ANTAKYA, Turkey/JANDARIS, Syria, Feb 9, (Reuters) – The death toll from earthquakes that struck Turkey and Syria this week neared 16,000 on Thursday as hopes faded of many people being found alive 72 hours since the disaster and frustration simmered over the slow delivery of aid.
A Turkish official said the disaster posed “very serious difficulties” for the holding of an election scheduled for May 14 in which President Tayyip Erdogan has been expected face the toughest challenge in his two decades in power.

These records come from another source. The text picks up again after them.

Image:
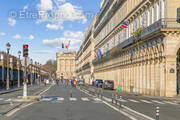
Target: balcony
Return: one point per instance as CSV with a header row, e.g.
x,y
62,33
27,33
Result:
x,y
85,66
144,33
107,17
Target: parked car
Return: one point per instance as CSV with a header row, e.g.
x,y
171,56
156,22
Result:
x,y
98,83
108,84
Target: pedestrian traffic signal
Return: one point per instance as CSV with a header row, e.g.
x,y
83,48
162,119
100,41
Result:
x,y
25,50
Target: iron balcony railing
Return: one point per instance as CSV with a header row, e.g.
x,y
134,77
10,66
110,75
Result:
x,y
144,33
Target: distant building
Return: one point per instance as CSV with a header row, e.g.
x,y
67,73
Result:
x,y
66,65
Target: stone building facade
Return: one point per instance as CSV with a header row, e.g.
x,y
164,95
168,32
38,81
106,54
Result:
x,y
66,65
85,55
145,57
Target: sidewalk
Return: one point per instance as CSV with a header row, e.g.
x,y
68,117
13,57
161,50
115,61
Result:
x,y
6,106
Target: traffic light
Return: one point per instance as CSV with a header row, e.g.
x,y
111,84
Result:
x,y
25,50
178,15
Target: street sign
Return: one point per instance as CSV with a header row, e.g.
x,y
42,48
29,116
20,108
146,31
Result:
x,y
178,15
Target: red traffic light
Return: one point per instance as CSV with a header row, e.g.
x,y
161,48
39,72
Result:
x,y
25,46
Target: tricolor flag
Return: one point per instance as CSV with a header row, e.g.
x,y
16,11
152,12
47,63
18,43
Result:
x,y
99,52
124,25
62,45
67,46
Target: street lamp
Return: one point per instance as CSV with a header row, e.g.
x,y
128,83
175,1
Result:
x,y
31,62
19,67
19,54
2,63
8,45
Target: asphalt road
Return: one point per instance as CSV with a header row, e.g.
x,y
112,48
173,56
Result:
x,y
58,104
169,108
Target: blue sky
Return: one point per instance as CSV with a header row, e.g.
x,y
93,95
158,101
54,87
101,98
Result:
x,y
44,25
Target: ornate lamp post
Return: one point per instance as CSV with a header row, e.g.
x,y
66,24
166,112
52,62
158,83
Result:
x,y
31,63
8,45
19,67
11,66
2,63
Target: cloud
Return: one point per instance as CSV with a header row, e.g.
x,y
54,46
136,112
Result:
x,y
54,26
31,37
71,34
11,22
25,7
2,34
43,52
17,36
75,39
45,5
56,12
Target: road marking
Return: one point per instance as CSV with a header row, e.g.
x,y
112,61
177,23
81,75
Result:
x,y
133,101
107,99
158,102
170,102
60,99
72,99
122,100
1,98
84,99
45,90
146,101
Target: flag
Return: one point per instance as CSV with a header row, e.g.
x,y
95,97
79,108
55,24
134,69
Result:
x,y
67,46
124,25
62,45
99,52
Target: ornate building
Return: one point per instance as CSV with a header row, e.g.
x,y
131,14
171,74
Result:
x,y
145,57
85,55
66,65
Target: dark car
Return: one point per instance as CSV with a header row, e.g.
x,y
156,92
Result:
x,y
108,84
98,83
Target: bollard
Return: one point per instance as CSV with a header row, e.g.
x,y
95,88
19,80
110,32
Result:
x,y
157,113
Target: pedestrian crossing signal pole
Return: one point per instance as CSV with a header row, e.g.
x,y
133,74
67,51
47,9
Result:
x,y
25,55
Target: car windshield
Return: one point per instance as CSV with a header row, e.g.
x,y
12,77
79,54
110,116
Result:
x,y
90,60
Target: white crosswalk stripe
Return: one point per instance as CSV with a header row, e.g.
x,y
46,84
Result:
x,y
60,99
73,99
158,102
170,102
1,98
133,101
84,99
145,101
122,100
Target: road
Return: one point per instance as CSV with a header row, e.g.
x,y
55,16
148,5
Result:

On the ground, many people in Turkey and Syria spent a third night sleeping outside or in cars in freezing winter temperatures, their homes destroyed or so shaken by the quakes they were too afraid to re-enter. Hundreds of thousands of people have been left homeless in the middle of winter.

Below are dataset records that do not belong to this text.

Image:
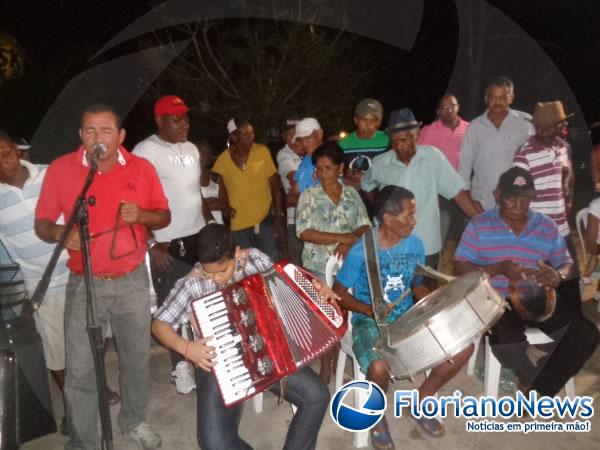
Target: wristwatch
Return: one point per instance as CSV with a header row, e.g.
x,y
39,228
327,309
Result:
x,y
562,275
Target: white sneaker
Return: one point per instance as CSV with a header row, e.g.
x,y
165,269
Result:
x,y
183,377
146,436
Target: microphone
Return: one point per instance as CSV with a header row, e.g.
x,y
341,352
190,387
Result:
x,y
98,149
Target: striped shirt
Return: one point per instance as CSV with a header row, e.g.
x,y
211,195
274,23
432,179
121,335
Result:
x,y
547,164
488,240
176,308
17,207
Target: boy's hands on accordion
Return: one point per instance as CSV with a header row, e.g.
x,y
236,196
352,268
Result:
x,y
200,353
327,294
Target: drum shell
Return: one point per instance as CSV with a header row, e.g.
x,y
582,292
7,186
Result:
x,y
410,349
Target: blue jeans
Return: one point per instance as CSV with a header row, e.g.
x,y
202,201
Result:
x,y
264,240
125,302
217,426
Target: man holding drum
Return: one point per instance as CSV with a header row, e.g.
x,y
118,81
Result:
x,y
398,251
515,246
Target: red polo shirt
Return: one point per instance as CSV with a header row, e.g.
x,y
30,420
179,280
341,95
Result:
x,y
116,247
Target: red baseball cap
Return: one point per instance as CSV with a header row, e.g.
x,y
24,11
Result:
x,y
170,105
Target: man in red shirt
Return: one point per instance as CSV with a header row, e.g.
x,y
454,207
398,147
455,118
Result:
x,y
128,201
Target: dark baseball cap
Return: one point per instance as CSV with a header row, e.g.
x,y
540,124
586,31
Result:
x,y
516,181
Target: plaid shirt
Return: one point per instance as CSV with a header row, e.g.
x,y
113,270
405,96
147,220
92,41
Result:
x,y
177,307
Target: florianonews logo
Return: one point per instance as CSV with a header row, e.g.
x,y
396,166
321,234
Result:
x,y
366,415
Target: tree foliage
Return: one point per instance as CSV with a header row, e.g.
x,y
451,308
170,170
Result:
x,y
267,69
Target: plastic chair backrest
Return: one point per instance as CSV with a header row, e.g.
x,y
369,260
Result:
x,y
581,224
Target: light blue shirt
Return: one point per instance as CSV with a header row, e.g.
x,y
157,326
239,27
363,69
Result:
x,y
305,175
17,211
428,175
396,269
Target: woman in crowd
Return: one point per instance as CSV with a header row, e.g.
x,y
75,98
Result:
x,y
330,217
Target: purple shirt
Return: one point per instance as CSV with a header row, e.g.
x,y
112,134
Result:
x,y
444,138
488,240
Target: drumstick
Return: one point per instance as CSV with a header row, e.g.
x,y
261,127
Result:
x,y
402,297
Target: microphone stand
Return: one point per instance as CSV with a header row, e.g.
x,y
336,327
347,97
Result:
x,y
81,217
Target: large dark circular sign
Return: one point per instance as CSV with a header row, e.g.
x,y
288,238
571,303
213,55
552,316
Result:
x,y
11,58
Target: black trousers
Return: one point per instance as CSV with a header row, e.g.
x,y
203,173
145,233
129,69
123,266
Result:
x,y
575,339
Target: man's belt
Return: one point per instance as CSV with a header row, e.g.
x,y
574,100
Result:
x,y
110,276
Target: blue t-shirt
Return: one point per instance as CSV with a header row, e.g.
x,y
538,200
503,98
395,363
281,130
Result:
x,y
304,175
396,268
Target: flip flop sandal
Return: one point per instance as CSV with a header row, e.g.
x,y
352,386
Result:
x,y
381,439
429,426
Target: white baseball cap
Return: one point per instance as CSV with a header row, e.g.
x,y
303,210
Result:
x,y
305,128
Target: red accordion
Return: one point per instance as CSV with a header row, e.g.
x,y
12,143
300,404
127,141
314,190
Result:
x,y
265,327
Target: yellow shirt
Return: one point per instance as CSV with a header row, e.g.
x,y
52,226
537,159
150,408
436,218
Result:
x,y
249,190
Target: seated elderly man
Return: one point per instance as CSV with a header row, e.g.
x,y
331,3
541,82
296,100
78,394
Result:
x,y
516,245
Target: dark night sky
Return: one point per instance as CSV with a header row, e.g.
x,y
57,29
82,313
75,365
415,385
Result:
x,y
59,38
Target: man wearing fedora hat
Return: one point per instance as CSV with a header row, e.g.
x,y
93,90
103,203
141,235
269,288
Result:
x,y
425,171
546,156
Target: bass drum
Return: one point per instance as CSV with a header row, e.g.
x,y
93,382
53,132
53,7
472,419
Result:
x,y
440,325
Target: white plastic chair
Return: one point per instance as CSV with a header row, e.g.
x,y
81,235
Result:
x,y
361,439
491,380
581,223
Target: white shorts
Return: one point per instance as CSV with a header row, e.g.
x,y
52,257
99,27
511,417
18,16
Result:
x,y
50,323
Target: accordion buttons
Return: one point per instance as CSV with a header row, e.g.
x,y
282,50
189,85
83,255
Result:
x,y
239,297
256,342
247,318
265,365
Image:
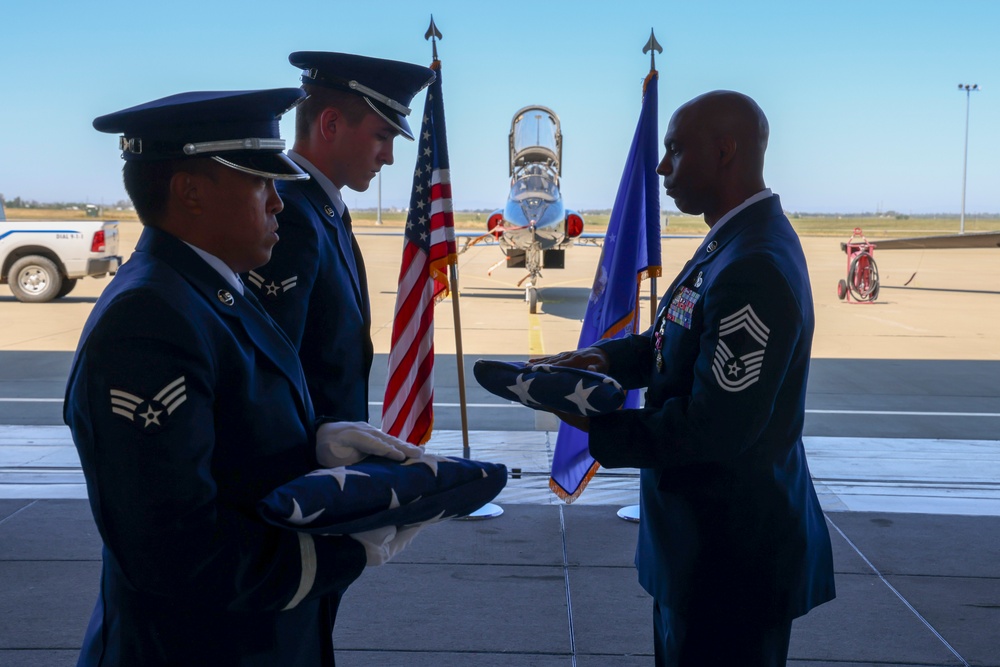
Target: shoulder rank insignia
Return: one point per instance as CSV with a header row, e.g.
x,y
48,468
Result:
x,y
739,354
148,416
270,288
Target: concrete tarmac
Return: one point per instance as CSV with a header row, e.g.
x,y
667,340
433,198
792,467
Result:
x,y
902,434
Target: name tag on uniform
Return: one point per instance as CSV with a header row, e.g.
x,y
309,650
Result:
x,y
681,306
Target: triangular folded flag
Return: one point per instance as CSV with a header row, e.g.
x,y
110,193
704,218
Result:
x,y
547,387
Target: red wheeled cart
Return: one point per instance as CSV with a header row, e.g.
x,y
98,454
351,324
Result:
x,y
862,273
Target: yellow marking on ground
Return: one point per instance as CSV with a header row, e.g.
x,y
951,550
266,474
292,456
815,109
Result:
x,y
536,348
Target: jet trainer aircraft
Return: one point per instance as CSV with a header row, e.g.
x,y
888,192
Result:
x,y
535,228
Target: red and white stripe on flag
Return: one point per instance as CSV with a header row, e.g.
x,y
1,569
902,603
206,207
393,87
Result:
x,y
429,248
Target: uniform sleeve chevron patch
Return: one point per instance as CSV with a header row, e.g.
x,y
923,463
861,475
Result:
x,y
739,354
268,287
149,416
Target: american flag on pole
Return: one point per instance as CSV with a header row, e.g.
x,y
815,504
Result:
x,y
631,253
428,250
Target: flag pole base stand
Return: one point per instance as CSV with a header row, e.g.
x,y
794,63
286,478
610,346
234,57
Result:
x,y
629,513
487,511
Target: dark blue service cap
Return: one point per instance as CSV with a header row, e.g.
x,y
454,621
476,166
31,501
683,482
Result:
x,y
547,387
236,128
388,85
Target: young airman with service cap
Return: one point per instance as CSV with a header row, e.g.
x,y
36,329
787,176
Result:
x,y
188,405
315,284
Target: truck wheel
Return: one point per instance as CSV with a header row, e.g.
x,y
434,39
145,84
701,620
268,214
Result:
x,y
68,285
34,279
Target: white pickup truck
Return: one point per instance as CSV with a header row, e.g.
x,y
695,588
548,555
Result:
x,y
42,261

The number of people killed by the quake, which struck in the dead of night and was followed by powerful aftershocks, is on course to be larger than in 1999 when a similarly powerful tremor killed 17,000 people in Turkey’s more densely populated northwest.
In Turkey, footage emerged late on Wednesday of a few more survivors being rescued, including Abdulalim Muaini, who was pulled from his collapsed home in Hatay, Turkey where he had remained since Monday next to his deceased wife.
Rescue workers pulled an injured 60-year-old woman named Meral Nakir from the rubble of an apartment block in the city of Malatya, 77 hours after the first quake struck, state broadcaster TRT showed in live coverage on Thursday.